There is no denying that Mike Woodson has been a huge success since taking over as the Knicks' head coach back in mid-March. He has compiled a 30-10 regular-season record, including a sparkling 18-1 mark at Madison Square Garden.
The only blemish on his Knickerbocker resume is the first-round loss in the playoffs last season to the Miami Heat. Even this negative is not so bad, though, considering it came against the eventual NBA champions and included the first postseason victory for New York since 2001.
What has Woodson done to turn the Knicks into a dominant regular-season team after over a decade of losing with a sprinkling of mediocrity? His commitment to defense and his ability to get buy-in from Carmelo Anthony are the two more popular reasons cited by the media and fans alike for the team's success during his tenure. There are other reasons, however, that are rarely mentioned yet have been equally critical in turning the Knicks around.
For starters, Woodson has made it a point to hold each and every player accountable. He called out J.R. Smith last April for his lack of professionalism in the way he carries himself on and off the court. Smith has responded by admitting he didn't take his job seriously last season and being more consistent and less of a one-on-one ball hog this season.
Woodson also went after Anthony last May, challenging his superstar player to get in better shape and raise his game. It is never easy going after a player of Anthony's stature, especially when you've only been his head coach for a few months. It seems that Woodson's gutsy move has paid off, though, as Anthony showed up in great shape for training camp. He has also put together a strong first month of the season that is worthy of early MVP consideration.
The Knicks have also been tremendous against bad teams since Woodson became the head man.
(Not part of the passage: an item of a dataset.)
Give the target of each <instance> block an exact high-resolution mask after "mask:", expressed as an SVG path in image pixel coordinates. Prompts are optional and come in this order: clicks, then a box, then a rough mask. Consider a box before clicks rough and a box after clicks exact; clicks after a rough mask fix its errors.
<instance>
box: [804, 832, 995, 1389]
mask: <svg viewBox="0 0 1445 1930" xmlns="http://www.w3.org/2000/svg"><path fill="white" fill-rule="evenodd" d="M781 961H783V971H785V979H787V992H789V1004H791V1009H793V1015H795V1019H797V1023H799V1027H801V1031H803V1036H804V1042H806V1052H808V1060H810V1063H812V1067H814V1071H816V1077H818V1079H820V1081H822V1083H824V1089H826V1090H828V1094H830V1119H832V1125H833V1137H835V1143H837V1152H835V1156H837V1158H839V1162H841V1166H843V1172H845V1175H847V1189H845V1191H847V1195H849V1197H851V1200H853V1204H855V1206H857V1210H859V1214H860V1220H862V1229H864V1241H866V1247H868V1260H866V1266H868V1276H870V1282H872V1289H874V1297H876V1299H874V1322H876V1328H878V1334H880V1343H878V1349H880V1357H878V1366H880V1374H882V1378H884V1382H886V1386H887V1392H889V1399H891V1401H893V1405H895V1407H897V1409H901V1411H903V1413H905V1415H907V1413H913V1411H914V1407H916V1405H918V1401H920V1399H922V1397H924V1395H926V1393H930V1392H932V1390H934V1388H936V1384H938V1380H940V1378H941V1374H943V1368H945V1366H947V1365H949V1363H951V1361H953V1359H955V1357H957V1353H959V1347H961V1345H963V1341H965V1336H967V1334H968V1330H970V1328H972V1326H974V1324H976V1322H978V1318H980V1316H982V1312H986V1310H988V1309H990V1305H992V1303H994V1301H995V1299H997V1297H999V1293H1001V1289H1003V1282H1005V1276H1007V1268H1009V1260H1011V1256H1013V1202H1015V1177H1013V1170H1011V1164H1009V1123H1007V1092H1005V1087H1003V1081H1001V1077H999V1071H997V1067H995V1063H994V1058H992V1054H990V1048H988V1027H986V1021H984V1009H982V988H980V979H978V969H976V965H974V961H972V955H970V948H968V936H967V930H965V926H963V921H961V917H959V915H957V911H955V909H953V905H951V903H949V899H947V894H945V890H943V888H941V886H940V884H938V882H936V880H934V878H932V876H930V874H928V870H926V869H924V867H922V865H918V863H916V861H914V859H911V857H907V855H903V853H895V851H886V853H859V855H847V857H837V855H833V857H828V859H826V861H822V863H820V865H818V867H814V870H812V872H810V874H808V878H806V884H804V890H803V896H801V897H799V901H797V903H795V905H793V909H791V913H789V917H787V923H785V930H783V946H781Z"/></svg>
New York frequently lost against opponents they should have beaten, especially at home, during the last one-and-a-half years of the Mike D'Antoni era.
Since Woody has taken over, however, they are 15-3 against teams that were below .500 at the time they faced the Knicks, with all three losses coming on the road. In the top-heavy NBA, beating the team's you are supposed to win against is a recipe for a 50-plus win season. Woodson appears to have hammered this point home, which is why New York is a good bet to win more than 50 games this season.
Finally, with all the talk of how Amar'e Stoudemire and Anthony struggle when they play together, Woodson has managed this problem well even though the sample size is limited. The Knicks are 8-2 in the regular season under Woodson when Anthony and Stoudemire are both in the lineup. This record will be challenged in less than a month when Amar'e likely makes his season debut, but Woodson's track record so far suggests that he'll be able to manage the situation successfully.
The Knicks still have a long way to go before they can be considered one of the elite teams in the NBA. They need to secure a top-four seed and win a playoff round or two before they can be even mentioned in the same breath as the Heat, Thunder and Spurs. If Woodson sticks to his current head-coaching formula, however, New York has an excellent chance of joining NBA royalty.